As a student during the 1980s, I gave the "European Union" section in the library a wide berth. The pall of soporific technocracy that hung over it made the adjacent shelves of books on law and political science enticing by comparison. A lot more has been written on the EU since then, most of it perpetuating that same "mortal dullness," to borrow a phrase from the historian Perry Anderson. Dullness, on the other hand, is one charge no one has ever levied at Anderson, whose new book, The New Old World, is as insightful, combative and invigorating as its illustrious predecessors. Given Anderson’s long and intimate engagement with Europe, both as an editor of the New Left Review and a regular contributor to the London Review of Books for the past two decades, one looks forward to what one gets–a bracing assault from somewhere on the left on the conventional Europieties, and new perspectives on the evolution, and likely future trajectory, of one of the most important political and cultural experiments of our time.

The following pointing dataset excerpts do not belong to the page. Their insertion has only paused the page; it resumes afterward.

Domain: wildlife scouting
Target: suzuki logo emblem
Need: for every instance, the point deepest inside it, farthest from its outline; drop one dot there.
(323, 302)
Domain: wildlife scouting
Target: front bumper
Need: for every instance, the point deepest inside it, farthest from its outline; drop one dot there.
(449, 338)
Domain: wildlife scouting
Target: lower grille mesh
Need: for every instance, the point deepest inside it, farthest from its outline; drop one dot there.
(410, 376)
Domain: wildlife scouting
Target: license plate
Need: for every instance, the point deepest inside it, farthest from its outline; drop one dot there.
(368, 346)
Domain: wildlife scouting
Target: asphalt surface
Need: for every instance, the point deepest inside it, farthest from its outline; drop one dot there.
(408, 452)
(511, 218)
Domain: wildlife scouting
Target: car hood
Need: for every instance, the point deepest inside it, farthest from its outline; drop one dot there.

Anderson states the fundamental analytical difficulty of his project at the outset. Europe appears to be an "impossible object," constantly slipping among three quite distinct literatures. There are histories of the postwar continent, mostly written in the shadow of the cold war and paying little attention to the European Union; there is the vast outpouring of works, popular and scholarly, focusing not on Europe per se but on this or that European country. (The EU may be a polity of sorts, but the political and intellectual energies of most Europeans still flow at the national level.) Finally, there is what we might call professional EUrology: a series of interventions, chiefly by legal scholars and political scientists, on the technicalities of the integration process and its institutions. Given the amnesiac quality of much of this last in particular, Anderson’s ability to move fluently among the three literatures, and above all to evaluate the EU as an ideology, is necessary and timely.
Anderson takes as his starting point a series of reflections on the work of the historian Alan Milward, who in The Reconstruction of Western Europe, 1945-51 (1984), The European Rescue of the Nation-State (1992) and The Frontiers of National Sovereignty (1993) demonstrated the degree to which the politics of the nation-state remained vital in explaining the postwar drive toward European integration. Milward’s argument was that the revival of democracy in the nation-states of Western Europe, shaken by the experience of occupation and war, depended on the pursuit of prosperity through the rebuilding of cross-border economic networks. As this rebuilding took place, it became the motor of more permanent and far-reaching European cooperation. Accepting the basic insight, Anderson argues that Milward nevertheless exaggerates the degree to which this process was democratic; in fact, far from restoring and deepening democracy in Europe, as the EU’s founders wished, the institutions they built have eroded and weakened it. This tendency has reached an apogee in the creation of a single currency defended by a powerful centralized monetary authority that exerts deflationary pressure on wages in order to guard the rigid conditions of the Stability and Growth Pact. The lack of comparably powerful legislatures at the European level means that the voice of the popular will is silenced. (A rare exception was the rejection by French and Dutch voters of the EU’s constitutional treaty in 2005, a wrinkle ironed out by the ratification of the Lisbon Treaty in 2009.) Any democratic impulse in the integration process long ago withered away and has been replaced by an elitarian, even oligarchic form of consensus policy-making conducted behind closed doors and consummated in faits accomplis.
Anderson is significantly more admiring than Milward of the federalist impulses of EU architect Jean Monnet and his peers. He applauds their transnational vision, their dirigiste commitment to welfarism and their desire to set Europe on foundations that would allow it to forge its own path between the superpowers. At the same time, he insists that the federalists’ idealism needs to be set against the enduring impact of continental geopolitics: France’s fear of Germany after World War II; West Germany’s desire to rejoin the comity of powers; and above all, the brute reality of the American desire to see Europe as a stable garrison in the cold war. For Anderson, Europeans have simply failed to acknowledge their real status as an outpost of the American imperium; worse, over the decades from Truman to Bush II, they have become more subservient, not less.